Además, subraya que el costo de esas operaciones podría ser extremadamente alto. “El costo de escoltar esos barcos podría terminar siendo mayor que el propio valor del petróleo que transportan”, advierte.
Sostiene que cuando Trump dice que la corporación financiera internacional proveería seguros, “no tiene ni por asomo los fondos necesarios para cubrir pérdidas en caso de necesidad”.
Kahhat también comenta las declaraciones del secretario de Energía estadounidense, Chris Wright. Para el analista, su afirmación refleja que el conflicto aún está lejos de concluir. “En la práctica, está admitiendo que la guerra no está terminando como se había sugerido”, dice, al señalar que el impacto económico del conflicto seguirá siendo alto mientras continúe la tensión en el estrecho.
Novoa considera que garantizar la seguridad del tránsito marítimo mediante convoyes o escoltas navales sería una operación extremadamente costosa y arriesgada para Estados Unidos. En teoría, dice, Washington podría organizar ese tipo de protección, pero implicaría una enorme logística militar. “Tendrían que desplegar dos o tres buques de escolta por cada convoy o incluso por cada petrolero”, remarca.
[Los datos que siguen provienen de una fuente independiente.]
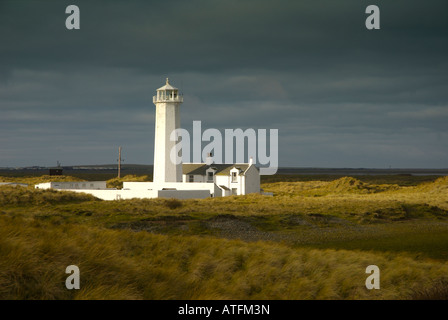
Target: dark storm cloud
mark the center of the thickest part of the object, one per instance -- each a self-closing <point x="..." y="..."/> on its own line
<point x="339" y="94"/>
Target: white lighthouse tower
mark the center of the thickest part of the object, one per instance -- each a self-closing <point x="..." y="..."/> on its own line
<point x="167" y="103"/>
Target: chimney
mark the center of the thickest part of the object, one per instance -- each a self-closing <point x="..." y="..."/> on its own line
<point x="209" y="159"/>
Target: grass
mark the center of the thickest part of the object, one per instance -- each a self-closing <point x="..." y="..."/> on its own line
<point x="312" y="240"/>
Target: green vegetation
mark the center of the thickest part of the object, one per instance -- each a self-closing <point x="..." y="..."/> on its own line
<point x="312" y="240"/>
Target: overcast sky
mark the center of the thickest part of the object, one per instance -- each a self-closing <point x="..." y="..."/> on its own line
<point x="339" y="94"/>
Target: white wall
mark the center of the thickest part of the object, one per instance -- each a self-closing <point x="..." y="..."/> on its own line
<point x="184" y="194"/>
<point x="113" y="194"/>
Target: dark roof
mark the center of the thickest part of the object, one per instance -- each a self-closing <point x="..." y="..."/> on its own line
<point x="221" y="169"/>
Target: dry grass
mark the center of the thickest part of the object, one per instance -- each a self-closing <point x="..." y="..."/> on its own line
<point x="126" y="265"/>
A ello se suma otro factor: las propias evaluaciones de la inteligencia naval estadounidense habrían advertido sobre la vulnerabilidad de esas operaciones. Según Novoa, las escoltas quedarían expuestas a ataques iraníes con minas, drones o lanchas rápidas, lo que colocaría a los buques de guerra estadounidenses en una posición de alto riesgo.
“Garantizar la seguridad sería muy costoso y muy oneroso para Estados Unidos, y además sus fuerzas navales quedarían en una situación de alta vulnerabilidad”, concluye. Por esa razón, agrega, Washington intenta evitar por ahora una incursión directa de ese tipo en el estrecho.